Patient was planned for surgical debridement and curettage. Under spinal anesthesia and in supine position, the talar lesion was approached via antero-medial approach. The lesion was approached after soft tissue dissection and opening the talus (fig 1). White cheesy material found inside the cavity. The lesion was curetted and debrided and cavity was filled with autologous bone grafts taken from iliac crest.
The tissue curetted was sent for histological examination which showed pieces of fibro-collagenous tissue with large number of granulomas showing langhans giant cells, central necrosis and peripheral lymphocytes. Acid fast stain for Koch’s bacillus was positive which confirmed tuberculosis of the talus.
A below knee POP cast was applied for one month along with 12 months of anti-tubercular chemotherapy which initially consisted of four drugs (Isoniazid, Rifampicin, Pyrazinamide and Ethambutol) for two months, three drugs (Isoniazid, Rifampicin, Pyrazinamide) for next six months and finally two drugs (Isoniazid, Rifampicin) for rest of four months.
Physiotherapy was started one month post-surgery after cast removal and patient was followed up monthly. Partial weight bearing was allowed after one month post-operatively, followed by full weight bearing after two month post-operatively. The patient had no pain while walking and was able to perform daily activities without restrictions at 1 year follow up (fig 2).
Discussion
Tuberculosis still remains a major infection, causing death and disability worldwide [2]. Extra pulmonary involvement is noted in 23-30% of patients infected with TB, with only 1- 3% having bone and joint disease. Thirty to fifty percent of patients with bone TB have vertebral involvement [2].
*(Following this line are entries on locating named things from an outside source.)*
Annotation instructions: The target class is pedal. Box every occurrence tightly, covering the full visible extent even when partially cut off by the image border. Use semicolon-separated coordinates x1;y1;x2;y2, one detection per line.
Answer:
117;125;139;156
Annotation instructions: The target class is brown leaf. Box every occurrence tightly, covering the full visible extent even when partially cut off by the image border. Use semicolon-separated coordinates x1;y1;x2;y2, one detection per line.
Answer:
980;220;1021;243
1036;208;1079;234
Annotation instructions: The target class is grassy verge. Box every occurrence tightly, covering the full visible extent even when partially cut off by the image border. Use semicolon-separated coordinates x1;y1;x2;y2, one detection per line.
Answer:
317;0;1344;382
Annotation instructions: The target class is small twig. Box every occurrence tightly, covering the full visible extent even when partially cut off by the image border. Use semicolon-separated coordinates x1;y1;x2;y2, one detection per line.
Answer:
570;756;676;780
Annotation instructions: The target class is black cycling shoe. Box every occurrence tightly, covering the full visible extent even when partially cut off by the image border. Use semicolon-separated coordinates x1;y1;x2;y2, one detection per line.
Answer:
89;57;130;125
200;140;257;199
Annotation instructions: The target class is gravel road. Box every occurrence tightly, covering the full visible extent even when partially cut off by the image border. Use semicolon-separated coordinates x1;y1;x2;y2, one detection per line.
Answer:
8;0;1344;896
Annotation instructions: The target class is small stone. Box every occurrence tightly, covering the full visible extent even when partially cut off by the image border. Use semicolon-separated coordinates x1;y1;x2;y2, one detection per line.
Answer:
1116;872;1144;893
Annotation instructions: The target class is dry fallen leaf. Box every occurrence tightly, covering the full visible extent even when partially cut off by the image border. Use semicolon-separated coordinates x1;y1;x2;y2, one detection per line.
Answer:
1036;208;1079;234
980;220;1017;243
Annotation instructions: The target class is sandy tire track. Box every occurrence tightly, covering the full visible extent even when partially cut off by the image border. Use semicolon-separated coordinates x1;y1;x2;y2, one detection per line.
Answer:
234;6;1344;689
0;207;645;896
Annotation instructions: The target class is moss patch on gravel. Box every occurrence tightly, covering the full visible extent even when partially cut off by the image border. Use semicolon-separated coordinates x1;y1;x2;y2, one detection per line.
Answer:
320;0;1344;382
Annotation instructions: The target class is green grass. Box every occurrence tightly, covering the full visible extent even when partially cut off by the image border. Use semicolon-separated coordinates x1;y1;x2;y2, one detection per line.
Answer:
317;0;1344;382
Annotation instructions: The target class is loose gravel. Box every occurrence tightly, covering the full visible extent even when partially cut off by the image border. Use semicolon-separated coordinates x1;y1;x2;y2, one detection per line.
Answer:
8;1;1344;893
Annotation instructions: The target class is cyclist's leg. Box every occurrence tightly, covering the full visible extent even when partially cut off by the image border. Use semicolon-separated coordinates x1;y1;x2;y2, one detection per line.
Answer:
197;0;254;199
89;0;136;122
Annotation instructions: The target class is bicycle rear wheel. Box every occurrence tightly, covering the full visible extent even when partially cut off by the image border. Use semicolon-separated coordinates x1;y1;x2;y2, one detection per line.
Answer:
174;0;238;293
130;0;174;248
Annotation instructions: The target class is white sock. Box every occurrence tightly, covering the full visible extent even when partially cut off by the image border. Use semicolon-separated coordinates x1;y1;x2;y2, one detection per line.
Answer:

Less frequently the appendicular skeleton, usually major weight-bearing joints of the lower extremity such as hip and knee are affected. The ankle and foot are rarely affected and account for only 1% of all TB infections [2,3]. In a report of 74 patients with foot or ankle TB, only one case of talus TB was reported by Dhillon et al[2].
Tuberculosis to talus, symptomatology is frequently led by an insidious onset of pain in the ankle with decreased range of motion and functional disability [4]. Vague and non-specific characteristics of the clinical picture explain the difficulty and delay in diagnosis, as observed by Anderson [3].
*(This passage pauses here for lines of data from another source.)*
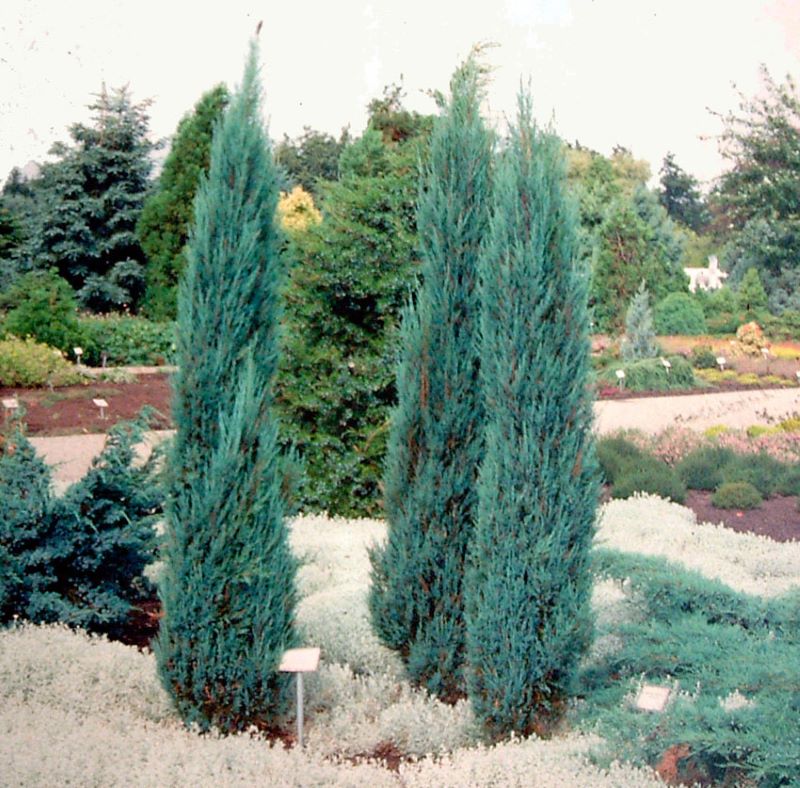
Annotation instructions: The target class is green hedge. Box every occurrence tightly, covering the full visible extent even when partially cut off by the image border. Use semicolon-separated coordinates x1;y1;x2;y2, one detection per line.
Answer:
0;337;85;388
78;315;175;366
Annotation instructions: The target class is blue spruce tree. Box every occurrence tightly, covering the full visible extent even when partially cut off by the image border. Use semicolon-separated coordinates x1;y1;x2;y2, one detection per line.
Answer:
156;44;296;730
369;53;492;700
465;96;598;738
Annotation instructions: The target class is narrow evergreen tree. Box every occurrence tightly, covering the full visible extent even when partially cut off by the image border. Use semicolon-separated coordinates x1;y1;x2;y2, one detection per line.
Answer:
465;96;597;737
136;85;228;320
369;53;492;700
620;279;659;361
0;422;52;623
156;44;296;730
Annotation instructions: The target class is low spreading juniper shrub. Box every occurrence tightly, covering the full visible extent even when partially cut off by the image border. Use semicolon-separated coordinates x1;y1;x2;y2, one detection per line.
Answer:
611;454;686;503
775;463;800;495
0;414;164;635
675;446;736;490
711;482;764;509
722;451;786;498
596;435;646;484
577;550;800;786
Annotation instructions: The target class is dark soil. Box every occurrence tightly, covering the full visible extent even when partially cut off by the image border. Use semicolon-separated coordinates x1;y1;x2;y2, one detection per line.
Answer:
597;380;795;400
0;373;792;436
684;490;800;542
0;374;171;436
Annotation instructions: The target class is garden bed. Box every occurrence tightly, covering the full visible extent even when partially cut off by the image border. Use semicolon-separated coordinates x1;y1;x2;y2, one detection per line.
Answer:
0;373;796;437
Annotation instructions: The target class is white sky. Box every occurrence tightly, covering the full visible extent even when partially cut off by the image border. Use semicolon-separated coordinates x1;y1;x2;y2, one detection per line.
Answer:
0;0;800;189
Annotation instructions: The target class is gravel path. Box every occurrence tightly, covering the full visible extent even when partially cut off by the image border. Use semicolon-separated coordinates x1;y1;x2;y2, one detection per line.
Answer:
31;388;800;492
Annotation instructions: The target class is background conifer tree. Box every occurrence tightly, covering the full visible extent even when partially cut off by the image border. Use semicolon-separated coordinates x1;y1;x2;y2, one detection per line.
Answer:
156;44;296;730
369;52;492;700
620;280;659;361
465;96;597;736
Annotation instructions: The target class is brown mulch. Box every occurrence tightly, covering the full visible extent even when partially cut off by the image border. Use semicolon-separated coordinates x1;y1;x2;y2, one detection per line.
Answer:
0;374;172;436
597;380;795;400
0;373;792;436
683;490;800;542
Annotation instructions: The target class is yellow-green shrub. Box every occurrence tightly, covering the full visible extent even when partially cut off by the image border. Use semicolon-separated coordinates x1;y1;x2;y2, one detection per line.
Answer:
0;337;84;388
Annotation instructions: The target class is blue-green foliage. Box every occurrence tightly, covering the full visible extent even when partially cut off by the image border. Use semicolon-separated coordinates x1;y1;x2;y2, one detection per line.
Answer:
465;95;598;738
0;425;50;623
369;53;492;700
580;550;800;786
0;416;163;635
156;45;296;730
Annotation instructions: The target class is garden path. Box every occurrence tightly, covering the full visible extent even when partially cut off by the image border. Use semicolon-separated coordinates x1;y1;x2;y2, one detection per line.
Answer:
31;388;800;492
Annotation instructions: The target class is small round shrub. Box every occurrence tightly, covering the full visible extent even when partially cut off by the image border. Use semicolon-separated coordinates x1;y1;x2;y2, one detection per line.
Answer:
653;293;706;336
0;337;86;388
775;463;800;495
689;345;717;369
778;416;800;432
601;356;697;391
722;451;785;498
597;436;646;484
675;446;736;490
611;455;686;503
711;482;763;509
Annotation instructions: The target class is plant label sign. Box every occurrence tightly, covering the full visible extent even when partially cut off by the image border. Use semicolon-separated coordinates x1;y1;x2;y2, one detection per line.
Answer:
278;648;320;748
636;684;671;711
Blood investigations and radiographs are also nonspecific which can be normal at the early stage, as in our case. Subsequently signs of bone destruction and osteolysis appear [5].
The CT scan and Magnetic Resonance Imaging (MRI) have roles in making the early diagnosis in such unusual sites. CT scan reveals the extension of lesions and bony destruction. MRI shows bone destruction sites at a precocious stage [5]. Similar MRI findings can also be seen in osteochondritis dissecans of the talus. So confirmation is only by identifying the bacillus from the local lesion or by a histo-pathological study of the sequestra [4].
The aim of surgical treatment is two-fold. Firstly, to confirm the diagnosis by obtaining tissue for bacteriological and histological examination and secondly, to curette the lesion and decrease the bacterial load and fill the defect with bone graft or substitute.